Austrian cellist (born 1995)

Julia Hagen (born 1995) is an Austrian cellist who made an international career as both a soloist and a chamber musician. She has performed at festivals such as the Menuhin Festival Gstaad, the Salzburg Festival and the Rheingau Musik Festival. She plays a cello on loan made in 1684 by Francesco Ruggeri.

== Life and career ==
Hagen was born in Salzburg in 1995; her father is the cellist Clemens Hagen, the cellist of the Hagen Quartet, and her mother is also a musician. She was trained in cello at the Musikum Salzburg from age four. She studied at the Mozarteum from 2007 to 2011 with Enrico Bronzi, and studied further with Reinhard Latzko and Heinrich Schiff at the University of Music and Performing Arts Vienna until 2015, and with Jens Peter Maintz at the Berlin University of the Arts until 2019. She then studied with Wolfgang Emanuel Schmidt at the Kronberg Academy on a scholarship. She took master classes with Laurence Lesser and Claudio Bohórquez, among others, and participated in the Classe d'Excellence de Violoncelle of Gautier Capuçon from 2014 to 2016 as one of only six cellists admitted.
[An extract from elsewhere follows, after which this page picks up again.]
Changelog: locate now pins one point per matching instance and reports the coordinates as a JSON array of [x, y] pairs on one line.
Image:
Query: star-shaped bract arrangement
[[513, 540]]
Hagen made her debut as a soloist at age 14 at the Brucknerhaus in Linz with the Wiener Jeunesse Orchester. She toured to European countries and Tokyo, playing at the Konzerthaus and the Musikverein in Vienna, the Barbican Centre and the Suntory Hall. She was a soloist with orchestras such as the Konzerthausorchester Berlin, Tonhalle Orchester Zürich, the Bruckner Orchestra Linz, the Mozarteum Orchestra, Kremerata Baltica, Wiener Kammerorchester, Kurpfälzisches Kammerorchester, the Sofia Philharmonic Orchestra, RAI National Symphony Orchestra, Orchestre Royal de Chambre de Wallonie, Orchestra Sinfonica Abruzzese and the Metropolitan Symphony Orchestra of Tokyo.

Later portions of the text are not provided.